Absolute Distance Measurement System Based on the Self-mixing Interferometry of a Three-wavelength Optical Fiber Laser

An absolute distance measurement system based on the self-mixing interferometry of a three-wavelength optical fiber laser has been presented and experimented. The optical fiber laser is consisted of three independent laser cavities and there is erbium-doped fiber as a gain medium in each laser cavity. The three laser cavities use fiber Bragg gratings as the reflectors and wavelength selectors, and three wavelengths have been emitted simultaneously. There is no laser mode competition between the three wavelengths so each of the three wavelengths has stable frequency and power.
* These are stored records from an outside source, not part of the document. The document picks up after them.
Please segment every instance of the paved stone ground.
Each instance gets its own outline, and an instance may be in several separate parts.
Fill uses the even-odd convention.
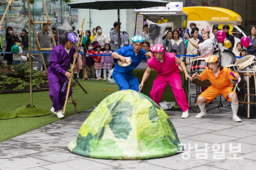
[[[206,108],[218,106],[218,100]],[[223,104],[228,105],[225,101]],[[0,143],[0,169],[242,170],[256,166],[256,119],[242,119],[241,123],[236,123],[232,120],[231,109],[223,107],[209,111],[206,118],[199,119],[195,117],[197,113],[191,111],[187,119],[180,118],[181,111],[166,111],[181,142],[186,144],[184,152],[173,156],[114,160],[74,154],[68,150],[68,144],[74,139],[93,109]],[[235,147],[239,144],[241,151],[231,153],[232,148],[238,151]],[[205,156],[207,157],[204,158]]]

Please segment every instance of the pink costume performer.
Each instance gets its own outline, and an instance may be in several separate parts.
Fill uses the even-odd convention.
[[[180,64],[182,68],[183,65],[184,65],[184,63],[181,60],[176,57],[175,54],[165,53],[164,47],[160,44],[156,44],[152,46],[151,50],[154,53],[153,57],[147,61],[147,68],[143,75],[141,84],[143,84],[144,82],[147,79],[152,69],[154,68],[158,74],[157,78],[154,81],[152,90],[150,92],[151,99],[160,106],[159,103],[163,92],[166,88],[167,84],[169,83],[172,87],[178,104],[182,109],[183,114],[185,113],[184,115],[182,114],[181,117],[187,118],[188,117],[189,106],[186,94],[182,88],[180,70],[177,64]],[[186,78],[191,78],[187,74],[185,65],[182,68],[184,68],[182,69],[183,70],[185,69],[184,73]],[[148,76],[147,74],[149,74]],[[141,84],[139,86],[140,89],[142,89],[142,87],[140,88]]]

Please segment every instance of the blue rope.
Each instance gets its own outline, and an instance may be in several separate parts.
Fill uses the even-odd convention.
[[[29,51],[23,51],[22,52],[22,53],[29,53]],[[3,54],[12,54],[11,53],[11,52],[0,52],[0,54],[1,53],[3,53]],[[38,51],[31,51],[31,53],[40,53]],[[45,54],[51,54],[51,52],[42,52],[42,53],[45,53]],[[78,52],[77,53],[78,54],[83,54],[83,53],[82,52]]]

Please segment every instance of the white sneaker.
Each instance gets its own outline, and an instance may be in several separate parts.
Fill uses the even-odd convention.
[[[185,111],[182,113],[182,115],[181,116],[181,118],[187,118],[188,117],[188,110],[186,110]]]
[[[232,120],[233,120],[233,121],[236,122],[242,122],[242,120],[237,115],[233,116],[233,118],[232,119]]]
[[[54,113],[55,114],[56,114],[57,113],[56,113],[56,112],[54,111],[54,108],[53,107],[52,107],[52,108],[51,109],[51,111],[52,112],[53,112],[53,113]]]
[[[54,111],[54,108],[53,107],[51,109],[51,111],[52,112],[53,112],[53,113],[54,113],[55,114],[56,114],[57,115],[57,117],[58,117],[58,118],[62,118],[63,117],[64,117],[64,115],[62,114],[62,110],[59,110],[59,111],[55,112]]]
[[[57,117],[58,117],[58,118],[62,118],[63,117],[64,117],[64,115],[63,114],[63,112],[62,111],[62,110],[59,110],[59,111],[57,111],[56,112],[56,115],[57,115]]]
[[[202,118],[205,117],[206,117],[206,110],[205,110],[203,112],[200,112],[196,116],[196,118]]]

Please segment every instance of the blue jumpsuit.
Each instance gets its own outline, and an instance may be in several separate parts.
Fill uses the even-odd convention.
[[[139,91],[139,81],[138,79],[133,77],[133,69],[136,68],[142,60],[146,61],[146,57],[143,55],[146,52],[141,48],[135,55],[133,48],[133,44],[122,47],[114,52],[116,52],[123,57],[131,57],[132,64],[127,67],[120,66],[117,63],[113,72],[114,80],[120,87],[120,90],[132,89]],[[117,60],[118,62],[119,59]]]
Absolute distance measurement can be realized based on the self-mixing interferometry of the three wavelengths and the coincidence of the phase decimal of the three wavelengths self-mixing interferometric signals. By the method of simulation analyzing, the difference between every two adjacent wavelengths should be equal approximately. In the experiments, the difference between every two adjacent wavelengths is about 10 nm. A step with the nominal height of 11 mm and the corrected value less than 2.7 mu m was measured by the system. The measurement result is 11.000 059 mm. The standard deviation of twenty times repeated measurements of the absolute distance 13.000 090 mm is 4.4 nm.